Central Bank Digital Currencies Will Help Foster Financial Inclusion

Photo Credit: https://www.facebook.com/CentralBankofEswatini

Opinion- By Avite Mbabazi

On 18 October 2022, the Central Bank of Eswatini (CBE) announced that it had partnered with the international technology group Giesecke+Devrient (G+D) to research and explore the development of a Central Bank Digital Currency (CBDC).

A Central Bank Digital Currency (CBDC) is not a payment system, instead, it is a purely digital form of a country’s legal tender issued by the central bank that people can use just like cash. CBDCs are typically held in a digital wallet and can be used as a payment instrument by its owners. CBDCs are exchangeable to a county’s physical currency at the rate of 1:1.

According to the Bank of International Settlements (BIS) survey in 2021, 86% of central banks across the world are actively researching the potential for CBDCs. Here on the African continent, the Nigerian central bank, (Central Bank of Nigeria) (CBN) became the first central bank on the continent to launch a CBCD, the e-Naira, in 2021.

As the Central Bank of Eswatini stated in their statement on central bank-issued digital currencies, a CBDC has the potential to address a number of challenges in Eswatini, including financial inclusion.

Indeed, the provision of mobile payment channels in the country has facilitated payments between individuals and businesses without the need for bank accounts. A Digital Lilangeni would go a step further by, for example, creating a channel for the government of Eswatini to make transfer payments such as pensions directly into the wallets of the citizens reducing transaction time and removing the costs associated with moving cash between government bodies and commercial banks.
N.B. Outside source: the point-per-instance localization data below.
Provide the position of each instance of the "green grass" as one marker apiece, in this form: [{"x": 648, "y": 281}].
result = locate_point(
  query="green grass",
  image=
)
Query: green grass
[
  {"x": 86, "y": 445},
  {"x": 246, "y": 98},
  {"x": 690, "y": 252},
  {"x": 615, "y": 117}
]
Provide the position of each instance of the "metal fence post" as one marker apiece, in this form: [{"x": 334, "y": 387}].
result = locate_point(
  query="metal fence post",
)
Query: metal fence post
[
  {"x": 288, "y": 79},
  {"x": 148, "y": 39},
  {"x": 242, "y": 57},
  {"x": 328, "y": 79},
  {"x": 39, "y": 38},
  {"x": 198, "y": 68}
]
Although it is certainly not all about costs, over time, a Digital Lilangeni would significantly play a part in cutting the costs of moving and distributing physical cash which is passed on to customers by commercial banks.

 With a Digital Lilangeni that goes directly into the wallets of Emaswati, ATMs would increasingly become less integral across Eswatini. Costs of installation, maintenance, and security would be eliminated while the resulting decrease in Cash-in-Transit (CIT) would, furthermore, reduce the risk the general public faces whenever cash is moved to crowded areas such as shopping malls.
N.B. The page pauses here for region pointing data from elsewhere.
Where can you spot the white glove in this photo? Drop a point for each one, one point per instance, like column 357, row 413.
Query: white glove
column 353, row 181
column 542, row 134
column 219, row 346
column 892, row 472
This potentially direct relationship between the Central Bank of Eswatini and Emaswati, however, does not spell the end of the role of commercial banks in our economy. As it stands, the Central Bank of Eswatini (CBE) does not have the capacities of commercial banks operating locally to deal with the large volume of customers and operations that these banks carry out on a daily basis.
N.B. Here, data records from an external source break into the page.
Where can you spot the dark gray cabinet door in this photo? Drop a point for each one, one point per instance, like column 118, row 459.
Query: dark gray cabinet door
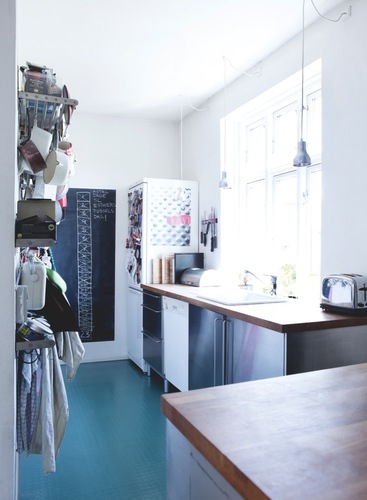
column 206, row 349
column 253, row 352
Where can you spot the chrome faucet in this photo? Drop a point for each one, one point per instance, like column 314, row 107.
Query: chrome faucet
column 273, row 281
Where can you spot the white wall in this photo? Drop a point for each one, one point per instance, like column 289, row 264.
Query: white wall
column 8, row 487
column 343, row 49
column 114, row 153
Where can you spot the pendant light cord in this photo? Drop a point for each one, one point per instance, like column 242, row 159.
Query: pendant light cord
column 225, row 116
column 327, row 18
column 181, row 143
column 303, row 66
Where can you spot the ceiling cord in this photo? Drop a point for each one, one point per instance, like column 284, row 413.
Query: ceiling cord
column 327, row 18
column 244, row 73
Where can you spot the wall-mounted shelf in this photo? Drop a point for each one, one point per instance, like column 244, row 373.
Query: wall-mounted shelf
column 48, row 98
column 34, row 344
Therefore, in case a digital Lilangeni is introduced in the country, commercial banks would continue to play a role in the finances of Emaswati albeit in a different way.  

Outlining the objectives of the research project on CBDCs, the CBE stated that: “The project will enable the Bank to make an informed decision about the implementation of a CBDC in Eswatini. The Bank will understand whether, and how, a CBDC could provide additional benefits and ensure continued access to central bank money, contributing to the development of the country’s diverse and resilient payment system.”